Was FC Utrecht nóg een droom die uitkwam?
“In mijn tijd bij HFC werd ik gescout door FC Utrecht. Dat vond ik prachtig. Ik was een jongetje van elf jaar oud, maar ging vijf dagen in de week met alle plezier naar Utrecht toe. Mijn familie zag ik minder en met mijn vrienden had ik steeds minder contact. Ik had een droom en veel dingen moesten daarvoor wijken. Ik werd elke dag na school opgehaald door een busje van FC Utrecht. Ik speelde veel, was in het eerste seizoen aanvoerder en het verliep eigenlijk allemaal heel soepel. In de Onder 16 kreeg ik een trainer die het niet helemaal in mij zag zitten. Dat kan, natuurlijk. Het was aan mij om mezelf te bewijzen.
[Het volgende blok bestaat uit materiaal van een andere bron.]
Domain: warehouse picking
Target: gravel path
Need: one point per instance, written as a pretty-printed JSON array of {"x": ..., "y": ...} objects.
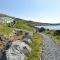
[{"x": 50, "y": 50}]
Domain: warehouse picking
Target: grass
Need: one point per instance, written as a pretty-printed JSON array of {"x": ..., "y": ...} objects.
[
  {"x": 56, "y": 38},
  {"x": 36, "y": 48},
  {"x": 23, "y": 25},
  {"x": 5, "y": 30}
]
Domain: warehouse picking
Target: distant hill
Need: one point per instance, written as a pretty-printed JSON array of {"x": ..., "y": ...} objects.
[{"x": 32, "y": 23}]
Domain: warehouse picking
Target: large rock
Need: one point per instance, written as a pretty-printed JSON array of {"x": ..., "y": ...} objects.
[
  {"x": 17, "y": 51},
  {"x": 27, "y": 41}
]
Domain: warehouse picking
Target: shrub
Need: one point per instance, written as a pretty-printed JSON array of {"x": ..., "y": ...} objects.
[
  {"x": 41, "y": 29},
  {"x": 57, "y": 32}
]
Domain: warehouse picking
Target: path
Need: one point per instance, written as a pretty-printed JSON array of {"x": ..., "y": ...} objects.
[{"x": 50, "y": 50}]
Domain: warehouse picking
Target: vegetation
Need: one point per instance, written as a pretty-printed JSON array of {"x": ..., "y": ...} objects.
[
  {"x": 55, "y": 35},
  {"x": 23, "y": 25},
  {"x": 36, "y": 47},
  {"x": 5, "y": 30},
  {"x": 41, "y": 29},
  {"x": 57, "y": 32}
]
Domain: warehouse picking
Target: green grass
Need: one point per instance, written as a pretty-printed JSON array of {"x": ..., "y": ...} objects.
[
  {"x": 56, "y": 38},
  {"x": 36, "y": 48},
  {"x": 5, "y": 30},
  {"x": 23, "y": 25}
]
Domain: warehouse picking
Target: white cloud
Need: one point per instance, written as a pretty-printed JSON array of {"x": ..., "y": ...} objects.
[{"x": 48, "y": 20}]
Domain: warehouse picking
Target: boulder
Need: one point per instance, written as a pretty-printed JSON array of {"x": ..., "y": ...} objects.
[
  {"x": 17, "y": 51},
  {"x": 27, "y": 41}
]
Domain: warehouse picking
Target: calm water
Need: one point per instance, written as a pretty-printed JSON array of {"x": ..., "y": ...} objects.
[{"x": 51, "y": 27}]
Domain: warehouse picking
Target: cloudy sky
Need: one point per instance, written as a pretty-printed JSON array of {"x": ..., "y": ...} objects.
[{"x": 37, "y": 10}]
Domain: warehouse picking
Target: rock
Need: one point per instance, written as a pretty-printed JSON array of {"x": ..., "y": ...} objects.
[
  {"x": 27, "y": 41},
  {"x": 17, "y": 50}
]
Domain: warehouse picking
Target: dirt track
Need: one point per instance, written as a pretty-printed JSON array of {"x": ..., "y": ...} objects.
[{"x": 50, "y": 50}]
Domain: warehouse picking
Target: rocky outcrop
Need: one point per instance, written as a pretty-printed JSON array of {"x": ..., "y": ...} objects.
[{"x": 17, "y": 51}]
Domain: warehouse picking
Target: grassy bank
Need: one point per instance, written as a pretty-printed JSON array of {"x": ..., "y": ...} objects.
[
  {"x": 56, "y": 38},
  {"x": 5, "y": 30},
  {"x": 23, "y": 25},
  {"x": 36, "y": 47}
]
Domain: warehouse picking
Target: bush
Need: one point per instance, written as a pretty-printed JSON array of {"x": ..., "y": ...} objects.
[
  {"x": 41, "y": 29},
  {"x": 57, "y": 32}
]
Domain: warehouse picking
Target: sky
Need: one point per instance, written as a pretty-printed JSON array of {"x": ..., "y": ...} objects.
[{"x": 47, "y": 11}]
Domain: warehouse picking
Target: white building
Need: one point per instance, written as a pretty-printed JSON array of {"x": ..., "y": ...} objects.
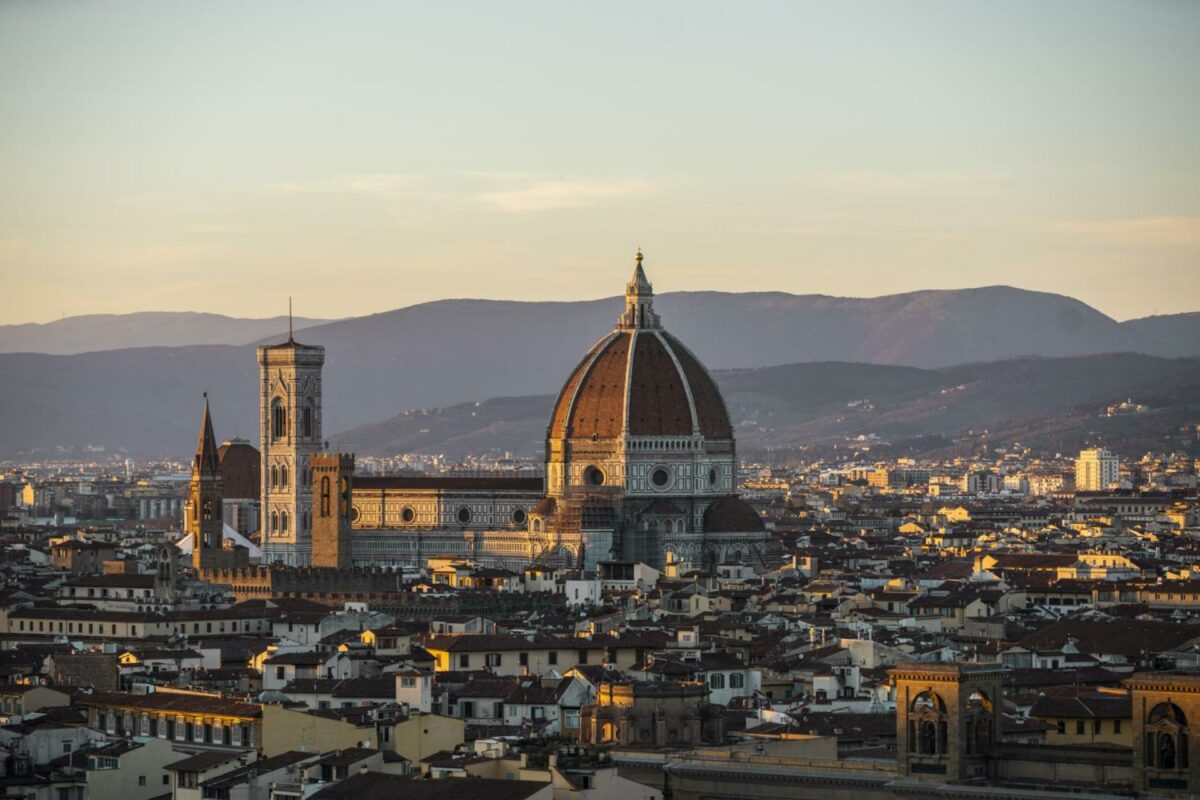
[{"x": 1096, "y": 470}]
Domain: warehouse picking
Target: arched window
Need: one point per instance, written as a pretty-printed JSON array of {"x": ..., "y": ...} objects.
[
  {"x": 1167, "y": 738},
  {"x": 928, "y": 726},
  {"x": 279, "y": 420}
]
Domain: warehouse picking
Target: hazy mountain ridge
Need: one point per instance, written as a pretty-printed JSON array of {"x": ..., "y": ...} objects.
[
  {"x": 438, "y": 354},
  {"x": 94, "y": 332},
  {"x": 1047, "y": 402}
]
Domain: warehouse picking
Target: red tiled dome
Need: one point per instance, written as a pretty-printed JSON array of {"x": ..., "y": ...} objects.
[
  {"x": 645, "y": 378},
  {"x": 732, "y": 515}
]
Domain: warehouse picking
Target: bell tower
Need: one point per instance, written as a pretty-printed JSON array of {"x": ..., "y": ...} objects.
[
  {"x": 947, "y": 720},
  {"x": 289, "y": 434},
  {"x": 204, "y": 512},
  {"x": 333, "y": 499}
]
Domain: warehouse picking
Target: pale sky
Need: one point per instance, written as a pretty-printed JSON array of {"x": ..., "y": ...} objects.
[{"x": 363, "y": 156}]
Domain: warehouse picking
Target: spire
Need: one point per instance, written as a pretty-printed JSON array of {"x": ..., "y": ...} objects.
[
  {"x": 205, "y": 445},
  {"x": 639, "y": 300}
]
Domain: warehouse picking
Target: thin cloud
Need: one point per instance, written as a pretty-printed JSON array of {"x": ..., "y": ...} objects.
[
  {"x": 382, "y": 185},
  {"x": 547, "y": 196},
  {"x": 947, "y": 184},
  {"x": 1153, "y": 232}
]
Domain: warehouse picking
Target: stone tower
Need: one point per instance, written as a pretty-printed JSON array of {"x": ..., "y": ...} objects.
[
  {"x": 333, "y": 481},
  {"x": 1165, "y": 733},
  {"x": 204, "y": 519},
  {"x": 947, "y": 720},
  {"x": 291, "y": 433}
]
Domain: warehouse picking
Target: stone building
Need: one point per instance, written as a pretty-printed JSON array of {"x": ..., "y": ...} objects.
[
  {"x": 654, "y": 715},
  {"x": 641, "y": 464},
  {"x": 289, "y": 434},
  {"x": 203, "y": 515},
  {"x": 1167, "y": 732},
  {"x": 948, "y": 745}
]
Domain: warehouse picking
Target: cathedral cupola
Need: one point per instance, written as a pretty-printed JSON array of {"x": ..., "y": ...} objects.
[{"x": 639, "y": 300}]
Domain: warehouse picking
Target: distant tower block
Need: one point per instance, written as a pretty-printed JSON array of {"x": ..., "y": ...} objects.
[
  {"x": 333, "y": 481},
  {"x": 291, "y": 433},
  {"x": 947, "y": 720}
]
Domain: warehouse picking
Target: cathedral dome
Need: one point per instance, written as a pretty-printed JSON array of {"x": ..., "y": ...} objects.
[{"x": 639, "y": 380}]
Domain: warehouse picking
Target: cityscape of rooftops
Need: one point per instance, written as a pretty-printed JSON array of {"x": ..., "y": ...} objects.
[{"x": 678, "y": 401}]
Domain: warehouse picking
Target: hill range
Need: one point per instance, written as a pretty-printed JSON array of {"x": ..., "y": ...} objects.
[{"x": 441, "y": 354}]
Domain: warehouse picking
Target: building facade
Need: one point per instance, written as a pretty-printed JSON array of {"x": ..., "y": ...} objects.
[
  {"x": 289, "y": 434},
  {"x": 1096, "y": 470},
  {"x": 641, "y": 465}
]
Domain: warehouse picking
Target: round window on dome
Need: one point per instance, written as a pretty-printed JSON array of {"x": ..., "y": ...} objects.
[{"x": 593, "y": 476}]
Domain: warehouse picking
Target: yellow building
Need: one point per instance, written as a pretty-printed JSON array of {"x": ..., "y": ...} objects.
[
  {"x": 187, "y": 719},
  {"x": 1090, "y": 716}
]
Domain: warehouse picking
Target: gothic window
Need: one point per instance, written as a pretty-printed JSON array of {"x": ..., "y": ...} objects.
[
  {"x": 279, "y": 420},
  {"x": 928, "y": 728},
  {"x": 1167, "y": 738}
]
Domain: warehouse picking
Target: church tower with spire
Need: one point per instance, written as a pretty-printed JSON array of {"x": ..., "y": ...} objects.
[{"x": 204, "y": 519}]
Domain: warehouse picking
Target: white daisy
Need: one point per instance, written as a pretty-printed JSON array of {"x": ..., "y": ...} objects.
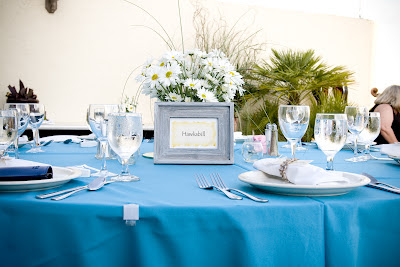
[
  {"x": 173, "y": 97},
  {"x": 192, "y": 83},
  {"x": 206, "y": 96},
  {"x": 130, "y": 108},
  {"x": 169, "y": 74}
]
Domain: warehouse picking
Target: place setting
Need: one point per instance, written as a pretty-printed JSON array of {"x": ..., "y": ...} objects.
[
  {"x": 121, "y": 131},
  {"x": 296, "y": 177}
]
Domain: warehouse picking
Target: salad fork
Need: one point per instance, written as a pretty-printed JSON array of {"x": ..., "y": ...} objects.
[
  {"x": 203, "y": 184},
  {"x": 217, "y": 180}
]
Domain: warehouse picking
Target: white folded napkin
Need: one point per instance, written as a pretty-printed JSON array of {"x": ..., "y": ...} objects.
[
  {"x": 301, "y": 172},
  {"x": 391, "y": 149}
]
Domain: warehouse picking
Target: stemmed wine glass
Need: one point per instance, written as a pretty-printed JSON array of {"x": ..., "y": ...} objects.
[
  {"x": 293, "y": 121},
  {"x": 23, "y": 120},
  {"x": 370, "y": 133},
  {"x": 36, "y": 118},
  {"x": 357, "y": 118},
  {"x": 8, "y": 129},
  {"x": 125, "y": 135},
  {"x": 330, "y": 132},
  {"x": 98, "y": 117}
]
Hij legde alleen nooit uit wat ik verkeerd deed en communiceerde amper met mij.”

“Ik verloor daardoor het plezier in het voetbal. Ik had veel moeite met die trainer en had destijds als jongen van vijftien niet de ballen om mijn situatie bij hem aan te kaarten. In dat seizoen heb ik nog wel een paar keer al mijn moed verzameld en meerdere malen een gesprek aangevraagd, maar de trainer wilde nauwelijks tijd voor me vrijmaken. Alleen als we van het trainingsveld naar de kleedkamers liepen mocht ik even snel mijn zegje doen. Het iedere dag op en neer rijden naar Utrecht en de opofferingen werden het steeds minder waard voor mij. Ik zag een andere wereld, die me niet goed beviel.”

Hoe onzeker is de voetballerij?
“Ik was ervan overtuigd dat ik niet meer bij FC Utrecht wilde blijven, maar vroeg me af of ik dan ook meteen geen profvoetballer meer wilde worden. Ik wilde lekker focussen op school en was klaar met voetbal. Ik vond het spelletje natuurlijk super leuk, maar als ik écht profvoetballer wilde worden, was het wellicht beter om bij FC Utrecht te blijven. Er gingen veel vragen door mijn hoofd, maar ik besloot om het plezier weer terug te vinden bij HFC, mijn oude club.”

“Ik had het daar weer naar mijn zin en onze trainer Frank Korpershoek was goed. Na negen maanden klopte AZ aan met de vraag of ik stage wilde lopen bij hen. Ik had het erg leuk bij HFC, dus ik hoefde niet per se weg. Het was een lastige keuze, maar uiteindelijk besloot ik deze kans toch te pakken. De bedoeling was dat ik een tijdje mee zou gaan trainen, maar na mijn eerste training mocht ik al blijven. Het grappige was dat ik per ongeluk een overlap (loopactie, red.) maakte en een assist gaf tijdens een oefenpartij. Deze overlap werd uiteraard mijn handelsmerk, haha.”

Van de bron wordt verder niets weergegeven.